SINGEPERON repudia PL 3.655/2024 que ameaça atribuições da Polícia Penal
O Sindicato dos Policiais Penais e Agentes de Segurança Socioeducativos de Rondônia (SINGEPERON) manifestou repúdio aos artigos do Projeto de Lei nº 3.655/2024, em tramitação na Câmara dos Deputados, por tentar transferir funções exclusivas da Polícia Penal para a iniciativa privada, colocando em risco a segurança pública e a valorização da categoria.

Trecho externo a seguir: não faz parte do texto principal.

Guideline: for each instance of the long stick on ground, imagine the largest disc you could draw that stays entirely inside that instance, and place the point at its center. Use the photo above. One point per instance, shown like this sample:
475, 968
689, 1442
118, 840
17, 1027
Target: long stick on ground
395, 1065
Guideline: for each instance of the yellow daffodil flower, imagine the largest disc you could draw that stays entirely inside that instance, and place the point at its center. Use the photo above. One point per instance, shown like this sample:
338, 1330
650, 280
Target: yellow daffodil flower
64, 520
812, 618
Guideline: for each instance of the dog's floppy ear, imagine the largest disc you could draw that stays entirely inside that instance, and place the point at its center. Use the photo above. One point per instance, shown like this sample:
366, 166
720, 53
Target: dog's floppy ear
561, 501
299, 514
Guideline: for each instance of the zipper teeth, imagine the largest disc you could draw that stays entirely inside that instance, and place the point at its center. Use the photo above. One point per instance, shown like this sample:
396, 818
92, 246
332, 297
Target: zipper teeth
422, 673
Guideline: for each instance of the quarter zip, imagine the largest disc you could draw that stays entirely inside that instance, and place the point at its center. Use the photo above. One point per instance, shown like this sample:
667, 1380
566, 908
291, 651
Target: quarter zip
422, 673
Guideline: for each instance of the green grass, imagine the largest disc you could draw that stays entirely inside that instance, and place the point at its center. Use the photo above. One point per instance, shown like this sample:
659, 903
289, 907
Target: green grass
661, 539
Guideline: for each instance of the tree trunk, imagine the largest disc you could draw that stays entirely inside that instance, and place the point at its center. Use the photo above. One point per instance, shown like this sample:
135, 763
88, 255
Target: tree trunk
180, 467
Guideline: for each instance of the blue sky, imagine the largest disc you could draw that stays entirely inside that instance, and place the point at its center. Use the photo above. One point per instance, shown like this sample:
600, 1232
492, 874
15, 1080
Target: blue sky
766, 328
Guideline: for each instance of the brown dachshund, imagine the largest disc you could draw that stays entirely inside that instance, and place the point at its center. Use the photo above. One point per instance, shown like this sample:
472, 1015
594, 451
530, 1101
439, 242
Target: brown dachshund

O projeto, de autoria da deputada Rosângela Reis (PL-MG) e relatoria do deputado Luiz Carlos Motta (PL-SP), institui a Lei Orgânica da Segurança Privada (LOSEP), revogando o recém-aprovado Estatuto da Segurança Privada (Lei nº 14.967/2024), sancionado apenas 14 dias antes. A proposta substitui a nomenclatura “vigilante” por “Agente de Segurança Privada – AGESP” e reintroduz dispositivos considerados inconstitucionais, incluindo autorização para empresas privadas atuarem em muralhas, guaritas e no monitoramento de presos.
Segundo o SINGEPERON, essas atividades são de competência exclusiva do Estado, previstas no artigo 144 da Constituição Federal e na Emenda Constitucional 104/2019, que estabelece a Polícia Penal como responsável pela custódia e segurança das pessoas privadas de liberdade.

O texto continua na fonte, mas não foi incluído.